Nonfiction—Snakes and Spiders
When I wake, the cats are at the door – they want to slip into bed and lie in my warm vacancy. One is black with a teacup on her chest, the other gray as elephant's breath with muted stripes. In the darkness, I fumble against their fur, locating rump, scruff, finally head, and I pet what I can find until they roll over and expose their tummies – a trap. Under the bluing shade of early morning they are furry dead spiders.
Cats aren't the only parasite squirming in the bedwaters – my wife, snorting like the Union Pacific, snakes her cold fingers and toes toward me, seeking flickers of heat like sausages over a campfire.

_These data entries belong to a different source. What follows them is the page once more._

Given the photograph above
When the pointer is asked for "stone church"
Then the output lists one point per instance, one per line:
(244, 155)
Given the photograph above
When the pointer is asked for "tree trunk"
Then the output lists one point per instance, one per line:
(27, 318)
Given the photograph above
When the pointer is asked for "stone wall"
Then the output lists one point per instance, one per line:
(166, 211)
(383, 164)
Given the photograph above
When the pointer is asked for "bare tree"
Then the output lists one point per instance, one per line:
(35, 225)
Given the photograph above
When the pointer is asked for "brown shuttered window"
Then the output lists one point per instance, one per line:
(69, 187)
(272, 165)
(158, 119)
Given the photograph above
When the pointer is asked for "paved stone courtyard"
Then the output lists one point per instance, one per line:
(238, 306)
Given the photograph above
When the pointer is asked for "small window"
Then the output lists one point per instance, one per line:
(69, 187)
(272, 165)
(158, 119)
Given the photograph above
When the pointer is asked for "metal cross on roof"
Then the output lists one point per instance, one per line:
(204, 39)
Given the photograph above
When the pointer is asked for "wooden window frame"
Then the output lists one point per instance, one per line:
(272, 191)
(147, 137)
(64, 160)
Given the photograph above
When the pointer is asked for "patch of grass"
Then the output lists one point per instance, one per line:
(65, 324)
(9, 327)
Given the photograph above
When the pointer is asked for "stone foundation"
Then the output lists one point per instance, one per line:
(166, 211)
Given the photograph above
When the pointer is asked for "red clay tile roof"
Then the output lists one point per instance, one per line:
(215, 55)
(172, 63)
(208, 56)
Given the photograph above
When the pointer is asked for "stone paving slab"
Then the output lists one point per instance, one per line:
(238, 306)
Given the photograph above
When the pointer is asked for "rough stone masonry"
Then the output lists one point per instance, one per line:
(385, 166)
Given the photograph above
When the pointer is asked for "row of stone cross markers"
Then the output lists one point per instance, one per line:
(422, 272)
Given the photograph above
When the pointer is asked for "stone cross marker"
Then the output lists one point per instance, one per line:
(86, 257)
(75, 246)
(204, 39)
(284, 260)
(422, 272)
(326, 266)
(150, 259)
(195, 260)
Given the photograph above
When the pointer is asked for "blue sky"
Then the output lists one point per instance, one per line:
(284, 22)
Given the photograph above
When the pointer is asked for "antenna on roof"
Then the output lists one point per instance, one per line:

Shower. Toothpaste. Size 40 pants instead of last year's 38. An XLT button-down that's starting to hug. The cats follow me to the living room as I pick up a satchel and keys. Jenny lets me pet her back – she has a funny habit of bursting forward when my hand reaches her tail, to circle around for another run. Remy sits on the couch, feet tucked under his chest like a chicken in a coop. I think of saying goodbye to the snoring pile of hair in the other room, but my wife doesn't work until 9. Still, what if I never see her again?
I open the door and step into a world devoid of Julie and Jenny and Remy and the little routines of morning before the light.